Critique.«Alyah», faux roman mais vrai cri du cœur, décrit avec tristesse et rage le climat antisémite qui règne en France. L’écrivaine se demande s’il n’est pas temps de faire son «alyah», comme tant d’autres Français.
L’héroïne d’«Alyah» se nomme Esther Vidal, elle est prof de français dans un collège de banlieue mais ne fait guère illusion: elle a un père né au Maroc d’une lignée de lettrés juifs espagnols comme Eliette Abécassis, deux enfants et un ex-mari épousé trop vite comme l’écrivaine parisienne, et les temps troublés qu’Esther vit à Paris sont ceux de l’auteure à succès de Qumran, La répudiée ou Sépharade. Qui n’a d’ailleurs même pas pris la peine d’indiquer «roman» sur la couverture d’Alyah.
Faux roman mais vrai cri du cœur, Alyah est un livre écrit sur le vif, dans un bouillonnement d’émotions contradictoires. Un livre qui, du coup, mélange les genres avec une certaine maladresse mais un pouvoir de conviction et un sens de l’à-propos absolument certains.
Cri de colère, il dénonce l’absence, au lendemain des crimes contre Charlie Hebdo ou des tueries de Toulouse contre des écoles juives en 2012, de dénonciations publiques et de défilés au nom des victimes juives. «Moi aussi j’étais là le 11 janvier: on n’avait jamais vu une telle marée humaine dans Paris.
(…) Mais je n’ai pas vu beaucoup de «Je suis juif» ce jour-là. Tout le monde était Charlie. Mais qui était Philippe Braham, Yohan Cohen, Yoav Hattab et François-Michel Saada? (…) Est-ce que tous ces gens seraient descendus dans la rue si on n’avait tué que des juifs?»
Constat rageant, désolant, Alyah découvre que si «Barbie, Bousquet, Papon sont morts», que si une page sombre de l’histoire française a été tournée, les «Morts aux juifs» que l’on retrouve inscrits sur certaines maisons de nouveau ouvrent cette page.
Pensée juive
Remise en question lucide, Alyah se demande pourquoi les juifs de France se retrouvent avec des militaires qui gardent leurs écoles et leurs synagogues. «Il y a quelques années, on pouvait encore en rire.
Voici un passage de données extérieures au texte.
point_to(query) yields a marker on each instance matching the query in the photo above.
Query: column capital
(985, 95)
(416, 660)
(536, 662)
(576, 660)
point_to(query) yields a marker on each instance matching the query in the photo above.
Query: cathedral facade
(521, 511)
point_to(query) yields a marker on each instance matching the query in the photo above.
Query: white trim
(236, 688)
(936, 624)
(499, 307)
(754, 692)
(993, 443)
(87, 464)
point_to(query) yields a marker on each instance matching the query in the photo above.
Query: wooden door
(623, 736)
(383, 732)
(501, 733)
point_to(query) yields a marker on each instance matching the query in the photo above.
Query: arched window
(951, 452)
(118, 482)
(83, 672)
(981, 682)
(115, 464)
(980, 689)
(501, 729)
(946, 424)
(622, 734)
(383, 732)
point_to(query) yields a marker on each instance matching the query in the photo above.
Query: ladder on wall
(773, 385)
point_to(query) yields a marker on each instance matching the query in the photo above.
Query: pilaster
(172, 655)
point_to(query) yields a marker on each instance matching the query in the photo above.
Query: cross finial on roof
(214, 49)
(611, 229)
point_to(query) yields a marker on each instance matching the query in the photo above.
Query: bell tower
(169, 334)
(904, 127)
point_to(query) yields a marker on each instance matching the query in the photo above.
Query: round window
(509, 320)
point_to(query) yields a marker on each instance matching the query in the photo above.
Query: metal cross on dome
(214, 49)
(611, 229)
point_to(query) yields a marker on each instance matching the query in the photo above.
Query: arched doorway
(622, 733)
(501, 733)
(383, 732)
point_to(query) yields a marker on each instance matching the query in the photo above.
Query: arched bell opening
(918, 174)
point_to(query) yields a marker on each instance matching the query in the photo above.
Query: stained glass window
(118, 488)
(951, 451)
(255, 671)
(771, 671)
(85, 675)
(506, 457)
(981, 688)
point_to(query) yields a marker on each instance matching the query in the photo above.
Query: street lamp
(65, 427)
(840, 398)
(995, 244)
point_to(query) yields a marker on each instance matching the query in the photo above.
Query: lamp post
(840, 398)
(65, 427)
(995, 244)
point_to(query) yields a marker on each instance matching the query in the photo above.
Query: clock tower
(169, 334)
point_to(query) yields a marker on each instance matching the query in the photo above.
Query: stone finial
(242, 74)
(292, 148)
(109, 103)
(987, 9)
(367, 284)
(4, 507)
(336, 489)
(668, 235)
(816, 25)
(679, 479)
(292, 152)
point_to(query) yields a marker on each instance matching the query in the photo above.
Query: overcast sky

Du Livre, du pape, de Jésus, de Moïse, et même de Dieu. (…) Il y a quelques années, on pouvait faire ses courses sans risquer sa vie. (…) Qu’avons-nous fait, ou pas fait, pour nous sentir à nouveau menacés?»
Eliette Abécassis nous plonge du coup dans l’histoire de la pensée juive française à la Levinas, marquée par des figures comme celles de Jacob Kaplan, grand rabbin de France de 1955 à 1980, nous livre des bribes de conférences des philosophes Dan Arbib, Bernard-Henri Lévy ou Robert Badinter.
Alyah pose enfin la question que se posent tant de juifs de France désormais: partir, ou rester? En 2014, plus de 7000 juifs de France ont émigré en Israël. La France est devenue le premier pays d’émigration vers Israël. En 2015, entre 8500 et 10 000 départs sont attendus.
«Depuis Abraham, nous sommes des déracinés. C’est ainsi que le judaïsme est né, par cette injonction: quitte ton pays. Nous avons inscrit en nous la culture du nomadisme, de l’errance.» Partir, ou se battre? «Nous sommes nés après 68. Nous n’avons pas fait la guerre.
Nous n’avons pas de culture politique, et toute forme d’engagement nous paraît dérisoire. Nous ne sommes pas préparés à ce qui nous arrive. Nous avons appris dans les livres ce qu’était la barbarie, mais nous ne l’avons jamais vue en face.»
La réponse – provisoire –, la narratrice – vraie Parisienne, née à Strasbourg de parents sépharades qui pleurent en évoquant leur Maroc natal – la trouve dans une quête des origines qui la mène à Carpentras, dans l’appartement sombre d’un généalogiste installé à côté de la plus ancienne synagogue de France.
Elle y apprend que ses liens avec la France sont plus anciens que tout ce qu’elle imaginait. Que sa lignée est posée sur sol franc depuis deux millénaires. Partir, rester? Rester, encore un peu.